I’m what some people call a high-functioning autistic. I work very hard to hide my autism.

Before the pandemic, every time I left the house, I put on an imaginary “mask” so I could interact with people. Instead of my naturally flat facial expression and tone of voice, I would force smiles and voice inflections and concentrate on making appropriate responses to small talk. None of this came easily to me, and I had to do it everywhere — ordering coffee, going to the drugstore, even pumping gas.

But now, I get to wear a physical mask that conceals my autism for me. Staying six feet away from people has reduced the number of small-talk situations I end up in. And for the first time in my life, it has been months since someone asked if I was mad about something because I had forgotten to animate my face.

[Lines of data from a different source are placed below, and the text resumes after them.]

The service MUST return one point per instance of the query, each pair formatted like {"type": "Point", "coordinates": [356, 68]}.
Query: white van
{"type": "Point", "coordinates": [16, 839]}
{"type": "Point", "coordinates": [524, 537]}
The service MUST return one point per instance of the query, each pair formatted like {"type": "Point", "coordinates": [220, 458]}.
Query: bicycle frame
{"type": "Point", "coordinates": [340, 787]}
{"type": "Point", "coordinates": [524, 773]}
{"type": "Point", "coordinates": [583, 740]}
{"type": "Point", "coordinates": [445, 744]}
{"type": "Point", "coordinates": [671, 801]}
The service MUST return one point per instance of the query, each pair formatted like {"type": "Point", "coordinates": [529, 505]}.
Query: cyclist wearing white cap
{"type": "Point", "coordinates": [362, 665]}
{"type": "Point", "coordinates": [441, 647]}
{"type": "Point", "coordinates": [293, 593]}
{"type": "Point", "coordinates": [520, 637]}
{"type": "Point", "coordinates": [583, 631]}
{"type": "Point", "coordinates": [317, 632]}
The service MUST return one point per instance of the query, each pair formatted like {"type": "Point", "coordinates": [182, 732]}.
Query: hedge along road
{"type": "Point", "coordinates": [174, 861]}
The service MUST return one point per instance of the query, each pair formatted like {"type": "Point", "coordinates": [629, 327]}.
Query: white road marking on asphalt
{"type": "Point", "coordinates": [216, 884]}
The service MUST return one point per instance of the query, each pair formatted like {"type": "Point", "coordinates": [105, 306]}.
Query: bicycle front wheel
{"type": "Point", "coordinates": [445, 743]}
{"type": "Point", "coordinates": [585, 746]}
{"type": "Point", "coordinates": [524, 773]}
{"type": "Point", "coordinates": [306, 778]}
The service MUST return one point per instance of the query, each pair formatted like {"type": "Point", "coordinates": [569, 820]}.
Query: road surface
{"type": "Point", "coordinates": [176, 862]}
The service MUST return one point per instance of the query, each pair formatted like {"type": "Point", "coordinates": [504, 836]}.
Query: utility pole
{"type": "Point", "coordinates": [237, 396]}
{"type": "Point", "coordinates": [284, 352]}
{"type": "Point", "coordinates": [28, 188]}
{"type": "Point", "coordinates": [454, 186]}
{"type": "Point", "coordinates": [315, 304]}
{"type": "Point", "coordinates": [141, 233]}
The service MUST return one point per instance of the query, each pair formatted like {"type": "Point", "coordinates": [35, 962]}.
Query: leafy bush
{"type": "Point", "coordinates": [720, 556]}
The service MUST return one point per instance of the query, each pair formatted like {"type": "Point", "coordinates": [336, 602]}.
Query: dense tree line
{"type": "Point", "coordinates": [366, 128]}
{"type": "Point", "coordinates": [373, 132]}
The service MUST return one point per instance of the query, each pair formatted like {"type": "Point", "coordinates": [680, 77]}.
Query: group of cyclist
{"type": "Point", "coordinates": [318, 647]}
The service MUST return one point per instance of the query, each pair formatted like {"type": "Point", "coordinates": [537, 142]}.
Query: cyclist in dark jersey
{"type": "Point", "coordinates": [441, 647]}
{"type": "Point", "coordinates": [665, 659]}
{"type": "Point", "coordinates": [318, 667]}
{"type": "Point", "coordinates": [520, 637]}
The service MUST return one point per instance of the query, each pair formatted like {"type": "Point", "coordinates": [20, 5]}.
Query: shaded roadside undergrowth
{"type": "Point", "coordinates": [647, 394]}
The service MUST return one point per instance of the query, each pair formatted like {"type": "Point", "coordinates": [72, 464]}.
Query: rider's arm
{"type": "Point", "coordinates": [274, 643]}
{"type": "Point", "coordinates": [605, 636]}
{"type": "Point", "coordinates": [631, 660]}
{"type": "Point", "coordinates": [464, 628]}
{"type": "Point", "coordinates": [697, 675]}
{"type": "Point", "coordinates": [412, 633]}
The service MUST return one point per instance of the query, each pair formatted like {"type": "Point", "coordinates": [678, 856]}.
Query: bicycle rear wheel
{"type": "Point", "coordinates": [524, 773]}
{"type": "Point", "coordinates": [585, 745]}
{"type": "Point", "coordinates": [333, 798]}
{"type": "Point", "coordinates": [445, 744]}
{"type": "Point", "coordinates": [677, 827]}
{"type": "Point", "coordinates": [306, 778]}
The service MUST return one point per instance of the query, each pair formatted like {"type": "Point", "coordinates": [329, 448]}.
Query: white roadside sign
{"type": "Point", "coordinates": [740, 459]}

To be sure, humans, including autistics, are not designed for social distancing. But for almost a year now, we have been forced to go against our natural inclinations and figure out ways to stay connected while remaining physically apart. This includes school for some, work for many, and outings, dates and holidays for all of us.

And this backward pandemic world has forced people who don’t have autism — we call them “neurotypicals” — to deal with same near-constant anxiety that has plagued us autistics for as long as we can remember, and for many of the same reasons. Not being able to see facial expressions because of masks has been unsettling and upsetting, but it is a fact of life for us.

Videoconferencing is exhausting because it makes it hard to “read” people, but autistics are all too familiar with that mental exhaustion because we have always struggled with reading neurotypical people.

Some people assume autistics do not have the same emotional lives as neurotypicals, but nothing could be further from the truth. Even though we find social interaction difficult, few of us would choose to forgo it completely. The main reason I spent so many years figuring out how to hide my autism was so I could have relationships with friends, co-workers and lovers. I miss physical contact with them just as much as neurotypicals do. I share their anger and resentment about forced isolation. Autistics may want less social interaction than others—although this is by no means universal among us — but less is a far cry from none.

However, there are a few threads of a silver lining. Before the pandemic, the lives of high-functioning autistics like me were a constant battle against cultural expectations for socialization. We would limit social contact and avoid certain environments because they were exhausting or overstimulating, and we often found ourselves apologizing and feeling shame. We were in a perpetual state of anxiety because of how challenging it was for us to be in public.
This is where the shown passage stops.